2 The article Implementation paper Suggests a source-to-source compiler (CUDA C to C) Chapters – Introduction – Programming model background CUDA features Mapping possibilities – Kernel translation Implementation challenges (mostly synchronization) – Implementation and performance – Related work – Conclusions

3 Introduction Motivation: Why write code two times? Programming models should map well. Aims to maintain synchronization and data locality benefits to achieve good performance.

4 Programming model background CUDA: Threads organized in blocks on a grid (hereby called logical threads). Per-block thread synchronizing. Overview of different memory types. Expensive branching. Warps (SIMD) use a stack based reconvergence algorithm. Performance strategy: assign each block to a specific core to avoid intra-core synchronization overhead and to preserve high locality. Similar control flows/operations should enable use of vector instructions.

5 Programming model background Thread-local (registers) and block-shared memory fits well in L1 cache. Constant memory should fit well in L2 cache (which is often shared among CPU cores)

6 Kernel translation One OS thread per GPU thread mitigates locality aims, and will be very expensive to schedule. Will rather assign blocks to a core and run each block sequentially. The blocks will be divided into “thread loops”, which we will return to soon. Involves three explicit transformation stages (performed on the AST) – Transform a kernel into a serial function (fig. 1) – Enforce synchronization (translate __synchtreads()) (fig. 2) – Replicate thread-local data (fig. 3)

7 Transforming a thread block into a serial function Introducing an iterative structure called a “thread loop” – No synchronization needed inside – No side entries or exits Thread loops expose similar instructions in a “non- branching environment”, and thereby helps an eventual optimizing C compiler to generate fast code.

8 Enforcing synchronization with deep fission For-loops becomes while loops to get rid of initialization and update statements (removing side effects). A loop fission transforms a synchronization statement S into two thread loops which are placed over and under S, or, it divides a thread loop into two thread loops (more on that later). Apply algorithm 1 to each synchronization statement, which will also be run for their containing constructs. Any conditional affecting a synchronization statement must evaluate to true or false for all threads. This is part of the CUDA spec.

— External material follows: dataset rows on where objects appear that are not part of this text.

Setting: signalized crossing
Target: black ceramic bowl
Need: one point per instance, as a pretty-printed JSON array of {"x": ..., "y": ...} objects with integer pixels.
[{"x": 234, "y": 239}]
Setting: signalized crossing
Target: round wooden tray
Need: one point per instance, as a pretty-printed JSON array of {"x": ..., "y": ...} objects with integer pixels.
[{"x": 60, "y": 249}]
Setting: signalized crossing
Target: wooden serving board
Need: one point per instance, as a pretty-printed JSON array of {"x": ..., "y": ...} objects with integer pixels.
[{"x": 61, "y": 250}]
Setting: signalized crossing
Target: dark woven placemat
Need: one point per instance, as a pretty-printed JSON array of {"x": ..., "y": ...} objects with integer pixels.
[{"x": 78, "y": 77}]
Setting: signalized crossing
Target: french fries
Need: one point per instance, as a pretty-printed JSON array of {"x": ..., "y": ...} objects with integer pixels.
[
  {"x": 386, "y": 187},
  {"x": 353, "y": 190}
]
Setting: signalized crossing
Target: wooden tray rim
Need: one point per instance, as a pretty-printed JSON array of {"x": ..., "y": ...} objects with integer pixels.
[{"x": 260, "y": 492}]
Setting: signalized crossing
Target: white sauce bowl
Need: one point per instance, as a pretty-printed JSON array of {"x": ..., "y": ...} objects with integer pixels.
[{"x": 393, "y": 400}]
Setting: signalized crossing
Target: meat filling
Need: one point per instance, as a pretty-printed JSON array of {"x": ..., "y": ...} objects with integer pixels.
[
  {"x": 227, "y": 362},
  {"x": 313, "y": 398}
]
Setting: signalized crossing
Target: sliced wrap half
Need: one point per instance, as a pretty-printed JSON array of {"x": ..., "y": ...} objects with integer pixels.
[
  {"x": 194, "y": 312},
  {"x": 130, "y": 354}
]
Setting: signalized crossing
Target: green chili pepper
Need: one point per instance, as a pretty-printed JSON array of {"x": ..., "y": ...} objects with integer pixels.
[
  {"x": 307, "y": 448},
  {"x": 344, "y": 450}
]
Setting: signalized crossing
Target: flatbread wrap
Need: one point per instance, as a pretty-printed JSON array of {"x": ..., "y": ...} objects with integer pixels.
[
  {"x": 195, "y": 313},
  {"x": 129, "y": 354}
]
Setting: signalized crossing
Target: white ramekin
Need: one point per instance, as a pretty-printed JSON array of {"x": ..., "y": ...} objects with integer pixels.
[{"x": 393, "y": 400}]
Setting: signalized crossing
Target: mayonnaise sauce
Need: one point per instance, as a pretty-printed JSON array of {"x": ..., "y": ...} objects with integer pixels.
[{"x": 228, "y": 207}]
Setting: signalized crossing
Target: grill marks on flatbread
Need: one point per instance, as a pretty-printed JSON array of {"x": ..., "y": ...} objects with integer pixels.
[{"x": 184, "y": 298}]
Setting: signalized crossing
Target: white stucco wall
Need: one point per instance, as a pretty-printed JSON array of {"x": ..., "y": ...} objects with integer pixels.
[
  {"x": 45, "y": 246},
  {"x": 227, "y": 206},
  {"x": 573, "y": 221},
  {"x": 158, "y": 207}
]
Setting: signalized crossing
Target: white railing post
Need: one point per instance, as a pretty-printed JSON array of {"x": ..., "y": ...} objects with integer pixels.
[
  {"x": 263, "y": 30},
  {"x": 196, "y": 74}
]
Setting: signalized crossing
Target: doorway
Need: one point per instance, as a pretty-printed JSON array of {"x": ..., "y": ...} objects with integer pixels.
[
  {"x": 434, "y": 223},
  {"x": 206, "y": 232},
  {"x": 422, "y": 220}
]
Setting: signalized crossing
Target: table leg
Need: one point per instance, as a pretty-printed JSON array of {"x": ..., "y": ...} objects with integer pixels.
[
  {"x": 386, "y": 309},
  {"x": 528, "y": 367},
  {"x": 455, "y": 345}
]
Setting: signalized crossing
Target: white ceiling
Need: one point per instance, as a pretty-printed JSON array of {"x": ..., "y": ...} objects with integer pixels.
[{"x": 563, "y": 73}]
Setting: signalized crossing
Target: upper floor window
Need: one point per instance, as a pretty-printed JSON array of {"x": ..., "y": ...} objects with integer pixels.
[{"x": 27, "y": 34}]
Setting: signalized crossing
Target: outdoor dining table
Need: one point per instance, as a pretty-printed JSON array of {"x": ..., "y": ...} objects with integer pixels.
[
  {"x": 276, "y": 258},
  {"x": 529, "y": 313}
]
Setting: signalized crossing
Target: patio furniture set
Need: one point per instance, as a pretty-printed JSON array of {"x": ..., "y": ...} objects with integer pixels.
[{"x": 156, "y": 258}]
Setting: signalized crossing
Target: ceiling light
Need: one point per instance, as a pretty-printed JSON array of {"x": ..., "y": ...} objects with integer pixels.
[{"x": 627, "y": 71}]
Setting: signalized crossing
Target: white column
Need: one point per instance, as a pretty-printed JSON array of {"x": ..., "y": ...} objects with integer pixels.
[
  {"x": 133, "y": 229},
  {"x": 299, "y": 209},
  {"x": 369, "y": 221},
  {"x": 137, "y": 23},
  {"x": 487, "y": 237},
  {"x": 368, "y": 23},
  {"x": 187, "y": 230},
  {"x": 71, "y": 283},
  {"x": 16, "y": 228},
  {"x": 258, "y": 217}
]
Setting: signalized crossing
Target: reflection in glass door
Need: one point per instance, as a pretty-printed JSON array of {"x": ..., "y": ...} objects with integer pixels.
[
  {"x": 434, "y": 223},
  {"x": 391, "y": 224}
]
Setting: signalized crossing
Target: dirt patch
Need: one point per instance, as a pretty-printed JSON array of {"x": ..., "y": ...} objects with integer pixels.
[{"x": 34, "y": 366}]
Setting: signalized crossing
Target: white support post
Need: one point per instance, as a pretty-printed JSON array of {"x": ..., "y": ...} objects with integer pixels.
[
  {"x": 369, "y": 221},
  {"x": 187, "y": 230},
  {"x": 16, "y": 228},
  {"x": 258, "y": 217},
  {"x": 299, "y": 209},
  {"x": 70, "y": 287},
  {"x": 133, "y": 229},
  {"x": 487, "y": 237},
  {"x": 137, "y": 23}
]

9 Enforcing synchronization with deep fission Must pass the AST one more time to correct eventual incorrect control flow inside thread loops.

10 Replicating thread-local data Shared memory – straightforward Local variables: “universal replication”; an array[num_threads] with var for each thread. Inefficient when variables could be reused. Live variable analysis to detect if variables can be reused. This is called “selective replication”.

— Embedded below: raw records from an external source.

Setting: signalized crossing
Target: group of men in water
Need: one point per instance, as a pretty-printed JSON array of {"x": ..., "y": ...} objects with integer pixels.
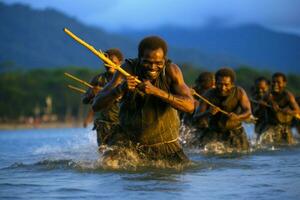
[{"x": 142, "y": 111}]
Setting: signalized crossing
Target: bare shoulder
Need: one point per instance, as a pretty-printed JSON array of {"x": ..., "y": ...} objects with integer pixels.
[
  {"x": 290, "y": 95},
  {"x": 174, "y": 72},
  {"x": 241, "y": 90}
]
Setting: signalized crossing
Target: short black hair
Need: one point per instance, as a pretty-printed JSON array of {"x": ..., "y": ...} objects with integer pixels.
[
  {"x": 279, "y": 74},
  {"x": 152, "y": 43},
  {"x": 261, "y": 78},
  {"x": 116, "y": 52},
  {"x": 205, "y": 78},
  {"x": 226, "y": 71}
]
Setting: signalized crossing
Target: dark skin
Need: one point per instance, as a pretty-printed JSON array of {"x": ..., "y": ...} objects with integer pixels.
[
  {"x": 152, "y": 63},
  {"x": 262, "y": 88},
  {"x": 278, "y": 86},
  {"x": 95, "y": 90},
  {"x": 224, "y": 86}
]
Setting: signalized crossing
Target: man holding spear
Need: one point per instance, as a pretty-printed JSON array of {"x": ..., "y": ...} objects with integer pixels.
[
  {"x": 107, "y": 122},
  {"x": 227, "y": 106},
  {"x": 151, "y": 96}
]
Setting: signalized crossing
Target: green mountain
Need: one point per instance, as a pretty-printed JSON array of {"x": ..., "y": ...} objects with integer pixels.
[
  {"x": 248, "y": 44},
  {"x": 35, "y": 39}
]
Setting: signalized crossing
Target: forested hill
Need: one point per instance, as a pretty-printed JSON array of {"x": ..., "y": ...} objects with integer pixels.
[
  {"x": 249, "y": 44},
  {"x": 35, "y": 39}
]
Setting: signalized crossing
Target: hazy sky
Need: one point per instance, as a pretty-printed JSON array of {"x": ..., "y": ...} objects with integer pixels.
[{"x": 114, "y": 15}]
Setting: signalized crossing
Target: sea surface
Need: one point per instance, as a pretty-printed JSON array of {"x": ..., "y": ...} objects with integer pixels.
[{"x": 65, "y": 164}]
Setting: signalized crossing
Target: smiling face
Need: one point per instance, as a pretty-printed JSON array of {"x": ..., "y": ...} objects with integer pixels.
[
  {"x": 262, "y": 88},
  {"x": 115, "y": 60},
  {"x": 278, "y": 84},
  {"x": 152, "y": 62},
  {"x": 224, "y": 85}
]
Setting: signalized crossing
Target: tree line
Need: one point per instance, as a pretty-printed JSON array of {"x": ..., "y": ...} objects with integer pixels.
[{"x": 22, "y": 91}]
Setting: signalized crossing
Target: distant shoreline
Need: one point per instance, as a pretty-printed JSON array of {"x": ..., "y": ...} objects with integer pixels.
[{"x": 16, "y": 126}]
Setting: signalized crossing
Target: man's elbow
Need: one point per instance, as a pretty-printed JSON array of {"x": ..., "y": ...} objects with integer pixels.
[
  {"x": 96, "y": 106},
  {"x": 190, "y": 107}
]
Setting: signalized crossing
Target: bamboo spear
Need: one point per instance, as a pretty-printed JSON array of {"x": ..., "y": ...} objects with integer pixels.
[
  {"x": 76, "y": 89},
  {"x": 79, "y": 80},
  {"x": 208, "y": 102},
  {"x": 99, "y": 53}
]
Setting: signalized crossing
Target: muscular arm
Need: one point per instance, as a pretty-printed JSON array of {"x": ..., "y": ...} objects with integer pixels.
[
  {"x": 109, "y": 94},
  {"x": 245, "y": 105},
  {"x": 201, "y": 111},
  {"x": 87, "y": 98},
  {"x": 181, "y": 97},
  {"x": 294, "y": 108}
]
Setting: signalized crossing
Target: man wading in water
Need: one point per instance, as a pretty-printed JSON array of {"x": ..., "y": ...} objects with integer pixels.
[
  {"x": 225, "y": 129},
  {"x": 106, "y": 122},
  {"x": 148, "y": 115},
  {"x": 282, "y": 107}
]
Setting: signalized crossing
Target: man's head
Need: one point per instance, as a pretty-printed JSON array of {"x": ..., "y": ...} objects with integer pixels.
[
  {"x": 261, "y": 85},
  {"x": 152, "y": 55},
  {"x": 205, "y": 80},
  {"x": 114, "y": 55},
  {"x": 225, "y": 78},
  {"x": 279, "y": 82}
]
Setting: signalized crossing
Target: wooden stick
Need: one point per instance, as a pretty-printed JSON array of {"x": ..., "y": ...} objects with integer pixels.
[
  {"x": 209, "y": 103},
  {"x": 100, "y": 54},
  {"x": 76, "y": 89},
  {"x": 79, "y": 80}
]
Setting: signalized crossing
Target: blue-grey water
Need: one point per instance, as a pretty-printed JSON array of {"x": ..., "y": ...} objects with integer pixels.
[{"x": 64, "y": 164}]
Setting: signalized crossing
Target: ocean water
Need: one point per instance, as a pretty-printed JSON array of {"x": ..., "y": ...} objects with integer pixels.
[{"x": 65, "y": 164}]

11 Work distribution and runtime framework Iterating through all blocks and calling the function for each is not optimal on a multi-core processor. Scheduling a portion of blocks to each core would be optimal, and corresponds to the programming model.

12 Implementation and performance analysis Uses OpenMP's “parallel for” to take advantage of multiple OS threads on a multi-core machine. Benchmarks of a selection of algorithms with highly optimized CPU versions. Linear performance wrt. number of cores suggests good exploitation of locality, and “independent” blocks.

13 Related work By the article, noone has done this before (why am I not surprised?). Nvidia CUDA CPU emulation meant for debugging, not performance. MCUDA less suitable for debugging since code is compiled. Mentions some other frameworks that uses other approaches (parallelizing serial code).

14 Conclusions Translated kernels performs comparable to optimized serial code (based on this benchmark). That means high locality is preserved, and computational regularity is exposed for an optimizing compiler. Trade off between portability and performance.

15 My thoughts Untraditional (and a bit cool) problem, but when do you need the CPU? GPUs are cheap. A reversed GPGPU development cycle? Maybe some more benchmarks? The examples use a quite simplified kernel. This is very conceptual, but I guess one have to refine the problem when making something like this. What about C++?